Microsoft Shares Lag Behind Big Tech Rivals as Growth Concerns Lead to UBS Downgrade
Microsoft Corp experienced a decline on U.S. exchanges, with shares dropping 5.3% following a downgrade from UBS. Concerns over slowing growth in its cloud services and Office suite prompted the downgrade, highlighting the challenges the company faces in a changing economic landscape.
The tech giant, under the leadership of Satya Nadella, is grappling with reduced spending from businesses confronting rising borrowing costs after a period of rapid growth in cloud services that had attracted significant investor interest.
Lead analyst Karl Keirstead noted that Microsoft’s Azure cloud unit is facing a steep growth slowdown that may exceed investor expectations for fiscal years 2023 and 2024. He suggested that the market may be nearing saturation.
UBS adjusted its rating on Microsoft to “neutral” from “buy” and revised the price target down by $50 to $250, which is below the median of $290 and the average “buy” rating from more than 50 analysts, according to Refinitiv data.
Microsoft’s stock reached a near two-month low of $226, making it the largest decliner on the benchmark index.

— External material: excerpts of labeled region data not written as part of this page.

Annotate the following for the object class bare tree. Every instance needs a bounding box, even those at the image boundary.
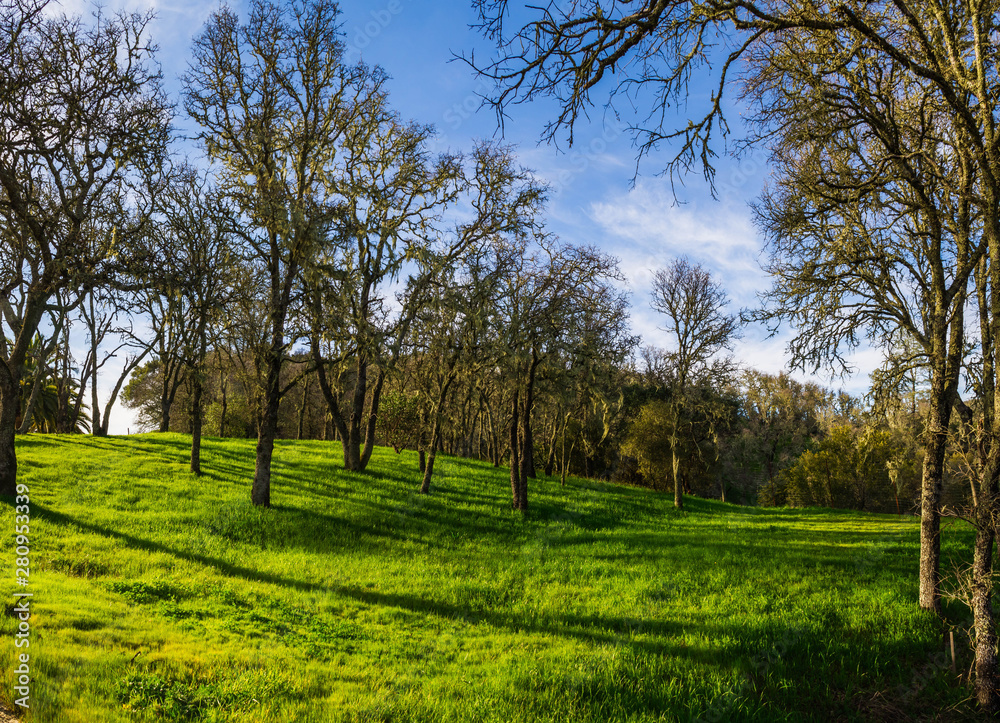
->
[652,258,739,508]
[184,0,378,506]
[0,0,169,494]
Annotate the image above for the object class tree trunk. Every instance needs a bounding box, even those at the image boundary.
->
[358,367,385,471]
[343,353,368,472]
[295,377,309,440]
[250,344,282,507]
[0,374,21,497]
[670,437,684,510]
[919,348,957,613]
[972,492,1000,717]
[219,378,229,437]
[17,362,45,434]
[510,390,521,510]
[191,369,204,478]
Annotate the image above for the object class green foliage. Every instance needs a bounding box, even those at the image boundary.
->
[782,424,900,510]
[0,434,984,723]
[622,400,674,489]
[376,392,420,454]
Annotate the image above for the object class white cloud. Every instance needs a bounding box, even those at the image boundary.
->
[586,181,882,394]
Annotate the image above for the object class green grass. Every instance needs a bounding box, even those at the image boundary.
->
[0,435,973,723]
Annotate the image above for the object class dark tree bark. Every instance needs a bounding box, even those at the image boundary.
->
[295,376,309,439]
[250,346,283,507]
[191,369,204,475]
[359,366,385,470]
[219,373,229,437]
[972,492,1000,716]
[510,384,521,510]
[0,364,21,497]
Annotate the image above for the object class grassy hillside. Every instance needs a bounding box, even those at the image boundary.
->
[0,435,984,723]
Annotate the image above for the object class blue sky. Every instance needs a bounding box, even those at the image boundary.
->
[52,0,880,433]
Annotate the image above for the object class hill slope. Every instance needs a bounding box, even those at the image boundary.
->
[0,435,969,723]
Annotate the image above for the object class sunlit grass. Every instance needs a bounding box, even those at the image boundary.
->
[0,435,984,723]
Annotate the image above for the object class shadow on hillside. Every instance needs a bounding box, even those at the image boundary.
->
[25,505,968,719]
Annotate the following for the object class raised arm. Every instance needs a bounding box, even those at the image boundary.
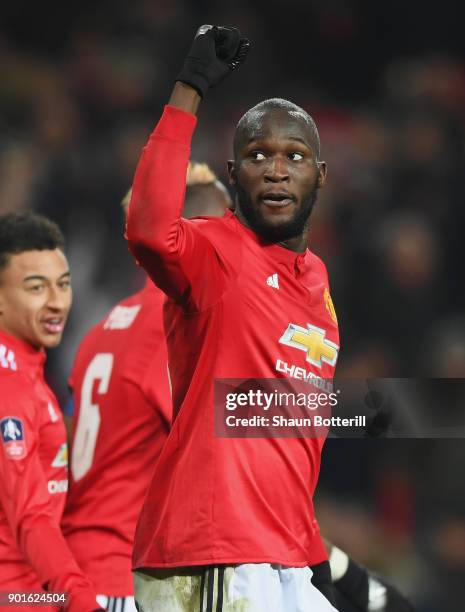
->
[126,26,249,308]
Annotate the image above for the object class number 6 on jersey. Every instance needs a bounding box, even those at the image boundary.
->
[71,353,113,481]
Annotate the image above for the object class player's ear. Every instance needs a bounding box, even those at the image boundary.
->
[228,159,236,185]
[317,162,328,188]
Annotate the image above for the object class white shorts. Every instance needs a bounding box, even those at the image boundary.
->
[97,595,137,612]
[134,563,336,612]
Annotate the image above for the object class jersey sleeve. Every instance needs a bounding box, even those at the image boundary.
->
[126,106,236,310]
[0,381,100,612]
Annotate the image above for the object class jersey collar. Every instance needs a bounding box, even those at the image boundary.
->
[0,330,46,369]
[225,210,310,268]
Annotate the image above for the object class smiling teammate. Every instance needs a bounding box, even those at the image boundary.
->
[0,213,100,612]
[127,27,339,612]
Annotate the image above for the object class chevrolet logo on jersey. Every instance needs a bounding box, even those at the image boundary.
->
[279,323,339,368]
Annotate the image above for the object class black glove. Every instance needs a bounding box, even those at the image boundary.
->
[334,559,415,612]
[176,25,250,98]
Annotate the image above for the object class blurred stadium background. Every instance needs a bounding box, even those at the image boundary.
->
[0,0,465,612]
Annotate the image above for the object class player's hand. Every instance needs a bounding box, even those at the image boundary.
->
[176,25,250,98]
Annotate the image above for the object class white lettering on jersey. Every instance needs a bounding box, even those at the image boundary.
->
[103,304,140,329]
[52,442,68,467]
[47,480,68,495]
[47,402,58,423]
[0,344,18,370]
[266,274,279,289]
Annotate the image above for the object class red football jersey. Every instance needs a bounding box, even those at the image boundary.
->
[62,280,171,597]
[0,332,98,611]
[127,106,339,568]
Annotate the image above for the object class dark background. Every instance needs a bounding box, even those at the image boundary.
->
[0,0,465,612]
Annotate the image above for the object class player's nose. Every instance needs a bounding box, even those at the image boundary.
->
[264,155,289,183]
[47,287,69,312]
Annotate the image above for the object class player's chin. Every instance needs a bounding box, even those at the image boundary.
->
[258,205,296,227]
[39,333,63,348]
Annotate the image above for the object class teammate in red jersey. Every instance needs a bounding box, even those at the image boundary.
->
[127,26,339,612]
[62,163,232,612]
[0,213,100,612]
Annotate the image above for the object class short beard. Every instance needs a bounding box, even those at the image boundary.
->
[236,184,318,242]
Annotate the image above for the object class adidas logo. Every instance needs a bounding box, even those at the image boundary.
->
[266,274,279,289]
[0,344,18,370]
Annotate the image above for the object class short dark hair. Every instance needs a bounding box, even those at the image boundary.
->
[0,211,65,270]
[233,98,321,160]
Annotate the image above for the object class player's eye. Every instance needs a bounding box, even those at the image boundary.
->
[289,151,304,161]
[26,283,45,293]
[58,279,71,291]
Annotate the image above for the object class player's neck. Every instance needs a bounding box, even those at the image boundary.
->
[278,231,307,253]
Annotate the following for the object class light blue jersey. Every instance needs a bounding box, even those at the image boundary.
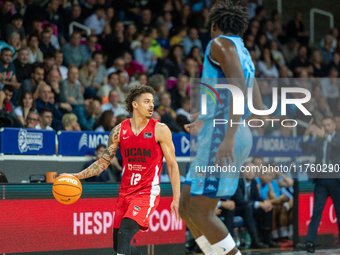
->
[185,35,255,198]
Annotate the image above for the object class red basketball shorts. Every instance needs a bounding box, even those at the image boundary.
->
[113,194,160,230]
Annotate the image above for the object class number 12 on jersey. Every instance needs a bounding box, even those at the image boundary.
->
[131,173,142,185]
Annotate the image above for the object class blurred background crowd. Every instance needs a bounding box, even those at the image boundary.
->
[0,0,340,136]
[0,0,340,251]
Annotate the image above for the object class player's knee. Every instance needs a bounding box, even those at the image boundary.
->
[113,241,118,252]
[178,199,190,221]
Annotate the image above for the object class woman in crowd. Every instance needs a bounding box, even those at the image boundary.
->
[257,47,279,78]
[28,34,44,64]
[79,59,101,99]
[14,91,37,126]
[93,110,117,132]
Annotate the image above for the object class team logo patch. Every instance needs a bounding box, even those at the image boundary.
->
[144,132,152,138]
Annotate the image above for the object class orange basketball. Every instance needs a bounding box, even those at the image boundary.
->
[52,175,83,205]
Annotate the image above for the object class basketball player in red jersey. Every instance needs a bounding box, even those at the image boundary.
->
[62,86,180,255]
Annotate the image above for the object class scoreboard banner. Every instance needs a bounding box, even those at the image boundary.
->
[0,128,56,155]
[0,197,185,254]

Despite a 29% drop in value in 2022, it managed to outperform peers like Alphabet Inc and Amazon.com Inc during a challenging year for the rate-sensitive technology sector.
Keirstead also highlighted that diminishing enterprise software spending, driven by companies cutting costs and jobs, could negatively impact Microsoft’s Office 365 business this year.
He expressed doubts about the stock’s potential for multiple expansions at current valuations, stating, “We don’t have as much confidence in the stock.”
In a related note, shares of Amazon also fell by 2% after UBS reduced its price target from $165 to $125 due to concerns over slowing growth in the cloud sector.